KVE Jahresausstellung 2017

Das Ölgemälde "Wasserhahn" von Marta Fischer wird bei der Eröffnung der Jahresausstellung mit dem ersten Preis der Stadt Ebersberg ausgezeichnet.

(Foto: Peter Hinz-Rosin)

Der Alltag, in diesem Fall die Armut in Indien, hat auch die Künstlergruppe "BAART" aus Mainz beschäftigt, die den von der Firma Boesner gestifteten Preis über 750 Euro erhält. Hinter dem Kürzel stecken der Vor-, beziehungsweise Nachname von Artjom Chepovetskyy, der in Odessa geboren ist und seit 15 Jahren in Mainz lebt, und Ani Barseghyan aus Armenien.

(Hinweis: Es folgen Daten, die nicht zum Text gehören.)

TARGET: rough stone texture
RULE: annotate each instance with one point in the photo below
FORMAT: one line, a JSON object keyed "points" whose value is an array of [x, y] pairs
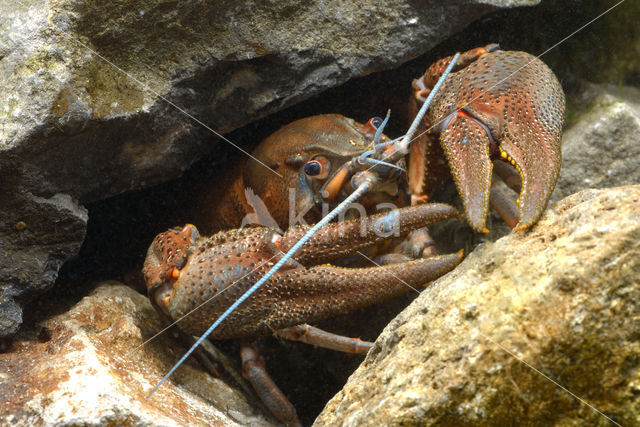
{"points": [[563, 297], [97, 98], [37, 235], [85, 368], [602, 147]]}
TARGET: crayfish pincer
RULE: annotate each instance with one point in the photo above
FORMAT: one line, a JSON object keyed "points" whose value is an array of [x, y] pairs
{"points": [[195, 279]]}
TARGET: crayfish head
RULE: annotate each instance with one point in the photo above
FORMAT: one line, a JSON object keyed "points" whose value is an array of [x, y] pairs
{"points": [[168, 254]]}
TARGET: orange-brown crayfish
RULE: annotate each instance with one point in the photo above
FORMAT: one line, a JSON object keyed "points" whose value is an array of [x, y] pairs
{"points": [[183, 270], [495, 106]]}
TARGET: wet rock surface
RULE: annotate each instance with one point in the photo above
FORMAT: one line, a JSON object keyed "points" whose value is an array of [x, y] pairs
{"points": [[89, 366], [602, 146], [562, 298], [97, 99]]}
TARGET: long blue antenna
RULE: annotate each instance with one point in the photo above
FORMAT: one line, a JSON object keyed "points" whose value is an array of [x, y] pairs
{"points": [[363, 188], [423, 110]]}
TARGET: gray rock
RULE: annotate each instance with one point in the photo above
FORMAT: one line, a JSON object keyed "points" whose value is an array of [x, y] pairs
{"points": [[90, 367], [97, 98], [602, 147], [37, 235], [482, 345]]}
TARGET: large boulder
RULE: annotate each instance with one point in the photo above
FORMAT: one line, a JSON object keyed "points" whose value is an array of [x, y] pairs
{"points": [[537, 328], [93, 366], [97, 98]]}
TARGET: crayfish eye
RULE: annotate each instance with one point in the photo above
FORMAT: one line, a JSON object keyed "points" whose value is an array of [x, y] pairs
{"points": [[317, 167], [376, 122]]}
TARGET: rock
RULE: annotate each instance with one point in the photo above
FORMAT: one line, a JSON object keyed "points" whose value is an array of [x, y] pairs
{"points": [[97, 99], [486, 344], [89, 366], [37, 235], [602, 147]]}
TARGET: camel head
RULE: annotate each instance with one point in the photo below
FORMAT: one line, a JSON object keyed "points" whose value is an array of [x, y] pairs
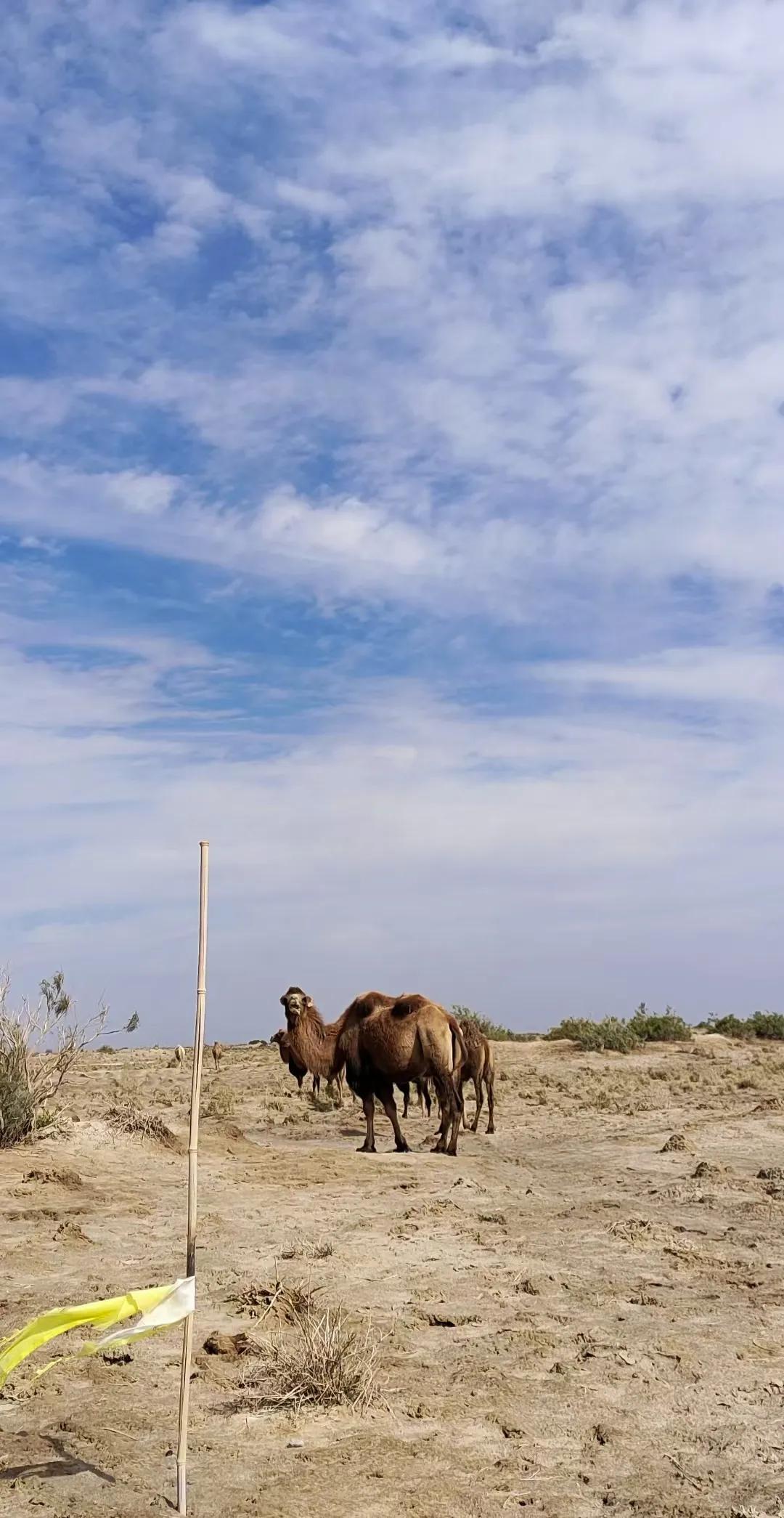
{"points": [[296, 1002]]}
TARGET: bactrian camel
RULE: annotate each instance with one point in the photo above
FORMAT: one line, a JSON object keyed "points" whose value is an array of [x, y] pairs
{"points": [[334, 1065], [384, 1040], [478, 1068], [295, 1068]]}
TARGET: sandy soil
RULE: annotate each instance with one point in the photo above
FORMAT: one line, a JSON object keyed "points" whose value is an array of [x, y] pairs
{"points": [[573, 1320]]}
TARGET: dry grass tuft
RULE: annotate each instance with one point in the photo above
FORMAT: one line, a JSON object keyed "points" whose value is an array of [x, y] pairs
{"points": [[633, 1230], [320, 1362], [290, 1300], [220, 1104], [307, 1250], [126, 1118]]}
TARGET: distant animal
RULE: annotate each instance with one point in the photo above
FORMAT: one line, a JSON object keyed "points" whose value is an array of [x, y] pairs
{"points": [[384, 1042], [295, 1068], [423, 1097], [478, 1068]]}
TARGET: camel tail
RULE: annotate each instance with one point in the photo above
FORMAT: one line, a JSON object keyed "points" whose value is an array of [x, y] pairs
{"points": [[460, 1052]]}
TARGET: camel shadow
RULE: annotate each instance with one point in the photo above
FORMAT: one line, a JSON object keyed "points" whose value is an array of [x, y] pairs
{"points": [[65, 1464]]}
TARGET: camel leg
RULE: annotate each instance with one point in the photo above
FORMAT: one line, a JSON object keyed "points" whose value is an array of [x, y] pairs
{"points": [[441, 1090], [387, 1101], [490, 1107], [478, 1090], [369, 1107], [457, 1108]]}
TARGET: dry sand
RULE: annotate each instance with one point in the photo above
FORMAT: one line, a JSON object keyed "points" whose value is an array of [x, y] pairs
{"points": [[572, 1320]]}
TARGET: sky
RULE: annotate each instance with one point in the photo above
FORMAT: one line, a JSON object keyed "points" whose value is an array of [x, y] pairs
{"points": [[392, 459]]}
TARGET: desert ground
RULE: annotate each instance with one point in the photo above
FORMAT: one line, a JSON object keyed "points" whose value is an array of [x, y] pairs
{"points": [[571, 1317]]}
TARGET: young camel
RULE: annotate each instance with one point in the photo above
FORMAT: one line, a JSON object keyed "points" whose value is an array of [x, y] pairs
{"points": [[295, 1068], [478, 1068], [384, 1042]]}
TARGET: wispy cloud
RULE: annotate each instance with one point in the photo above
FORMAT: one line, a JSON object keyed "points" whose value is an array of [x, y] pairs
{"points": [[392, 406]]}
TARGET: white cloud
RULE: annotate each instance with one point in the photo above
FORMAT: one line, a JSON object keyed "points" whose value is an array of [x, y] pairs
{"points": [[502, 342]]}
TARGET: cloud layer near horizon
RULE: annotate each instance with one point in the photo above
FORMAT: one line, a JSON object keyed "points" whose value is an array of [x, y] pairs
{"points": [[392, 410]]}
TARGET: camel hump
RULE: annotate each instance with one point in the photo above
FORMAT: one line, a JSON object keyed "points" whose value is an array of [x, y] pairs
{"points": [[366, 1004], [407, 1005]]}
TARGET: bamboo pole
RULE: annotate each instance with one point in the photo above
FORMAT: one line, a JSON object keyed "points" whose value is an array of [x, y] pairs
{"points": [[193, 1154]]}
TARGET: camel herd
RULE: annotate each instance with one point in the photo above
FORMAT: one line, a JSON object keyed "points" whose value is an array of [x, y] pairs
{"points": [[385, 1042]]}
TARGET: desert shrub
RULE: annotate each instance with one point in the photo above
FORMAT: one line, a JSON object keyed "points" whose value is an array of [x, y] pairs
{"points": [[760, 1025], [768, 1025], [611, 1033], [615, 1033], [319, 1362], [38, 1047], [128, 1118], [220, 1103], [658, 1026], [490, 1030]]}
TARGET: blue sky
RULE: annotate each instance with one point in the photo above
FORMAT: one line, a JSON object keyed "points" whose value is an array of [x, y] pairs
{"points": [[392, 418]]}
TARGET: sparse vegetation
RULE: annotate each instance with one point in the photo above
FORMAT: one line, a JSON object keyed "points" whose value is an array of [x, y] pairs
{"points": [[760, 1025], [611, 1033], [307, 1250], [290, 1300], [220, 1103], [319, 1362], [38, 1047], [616, 1033], [490, 1030], [128, 1118], [658, 1026]]}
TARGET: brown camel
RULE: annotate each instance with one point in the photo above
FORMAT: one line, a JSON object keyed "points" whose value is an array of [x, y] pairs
{"points": [[478, 1068], [384, 1040], [295, 1068]]}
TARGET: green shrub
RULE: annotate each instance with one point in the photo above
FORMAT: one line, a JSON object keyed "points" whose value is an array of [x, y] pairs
{"points": [[760, 1025], [766, 1025], [658, 1026], [32, 1069], [490, 1030], [611, 1033]]}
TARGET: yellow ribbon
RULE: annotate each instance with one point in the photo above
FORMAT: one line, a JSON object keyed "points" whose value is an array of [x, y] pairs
{"points": [[160, 1307]]}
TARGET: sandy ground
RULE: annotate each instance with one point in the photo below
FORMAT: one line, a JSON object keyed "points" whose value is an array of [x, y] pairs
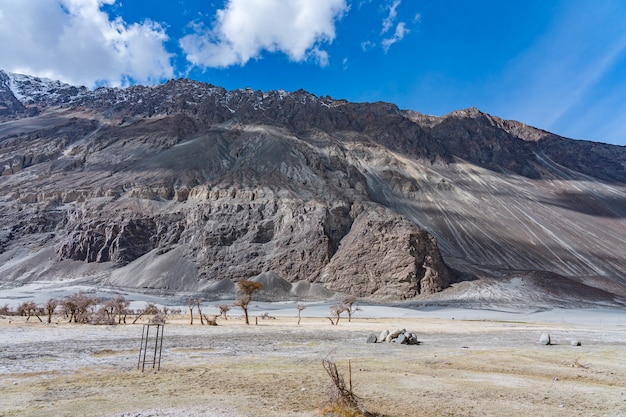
{"points": [[462, 367]]}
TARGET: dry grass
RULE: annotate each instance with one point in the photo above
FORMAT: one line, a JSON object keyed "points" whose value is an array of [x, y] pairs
{"points": [[462, 368]]}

Artjom Chepovetskyy studiert neben Kunst auch Philosophie. Im September wird er fertig sein und dann als Lehrer arbeiten. Ani Barseghyan, geboren in Jerewan, ist 26 Jahre alt. Auch sie studiert an der Kunsthochschule Mainz und ist in der dortigen Medienklasse tätig. Bevor sie vor fünf Jahren nach Deutschland kam, hat sie in Armenien Angewandte Kunst mit der Fachrichtung Ornamentik studiert.

Die Arbeit des Duos besteht aus einem Video mit dem Titel "Schichten" und einer 120 mal 80 Zentimeter großen Fotografie "Das vergiftete Paradies". Thema beider Arbeiten ist die krasse soziale Ungleichheit in dem asiatischen Land, die sich im absurd anmutenden Antagonismus zwischen einer Oberschicht, die künstliche Welten und Illusionen produziert - Stichwort Bollywood -, und den Ärmsten der Armen, die diese Produkte konsumieren, spiegelt.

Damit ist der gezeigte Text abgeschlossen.